La neutralidad como solución última desesperada
El 10° día de la guerra, en Moscú ante un grupo de azafatas de Aeroflot, el presidente ruso pide la “neutralidad” de Ucrania. ¿Va la ‘neutralidad’ en contra del nacionalismo ucraniano, de corte “nazificado”, como lo llama Putin? La neutralidad no es ningún crimen. Ahí está Finlandia, que mantiene su soberanía, trata con cortesía a Moscú, Moscú la respeta y ejerce su neutralidad indemne y con agrado. Austria también hace uso de una pulcra neutralidad, que para el país es fuente de beneficios y tranquilidad, es una de las economías más pujante de la Unión Europea, no está pensando en armarse, más bien se actúa en función del bienestar de sus ciudadanos. Suiza es el paraíso de la neutralidad y tiene una de las tasas más altas de ingresos en los empleos.
El domingo 20 de enero, 4 días antes de que se iniciara la dantesca hecatombe del pueblo ucraniano, que decretó Vladimir Putin, Biden habla desde la Casa Blanca: “Rusia tiene que elegir entre la guerra o la diplomacia”. Era llover sobre mojado.
La diplomacia.
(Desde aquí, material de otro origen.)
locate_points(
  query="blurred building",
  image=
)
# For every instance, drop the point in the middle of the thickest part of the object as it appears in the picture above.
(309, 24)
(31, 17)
Esa diplomacia que llevó al inmenso infundio de las “armas de destrucción masiva” –inventadas por el eje Cheney-Rumsfeld– que sirvió de argumento para destruir Irak en 2003 y poner en la horca a Sadam Hussein, después de haber sido íntimo amigo de los Estados Unidos. O esa diplomacia fallida de la OTAN que la llevó a bombardear Yugoslavia en 1999, sin autorización del Consejo de Seguridad de la ONU, y cuyos actos –los de la OTAN– se han considerado crímenes de guerra.
La diplomacia quedó como una patera al garete después de Clemente de Metternich, apoteósico en el Congreso de Viena en 1815, que trajo la paz a Europa. ¿Cómo hizo para dirigir el hambre de poder de todos aquellos países y monarquías voraces en una misma dirección? ¿Cómo logró convencer a Rusia y Prusia que exigían la anexión de Polonia y de Sajonia, respectivamente, para que cedieran?
Lo más urgente, ¡ya mismo!, es un alto el fuego. Zelenski, poseído por un trasgo, no se cansa de pedir armas. Y Occidente se las está enviando. Esto también es un crimen de lesa humanidad. Occidente no tiene ningún fuero para interpretar las cosas según su criterio.
En el 12° día de guerra, se abre una mínima luz: el ministro de Exteriores chino, Wang Yi, anuncia el lunes que China está actuando de mediador en el conflicto ruso-ucraniano. Xi Jinping tendría en sus manos la llave de la solución. Y recuerdan el proverbio chino: Los ríos no se congelan en una sola noche de frío.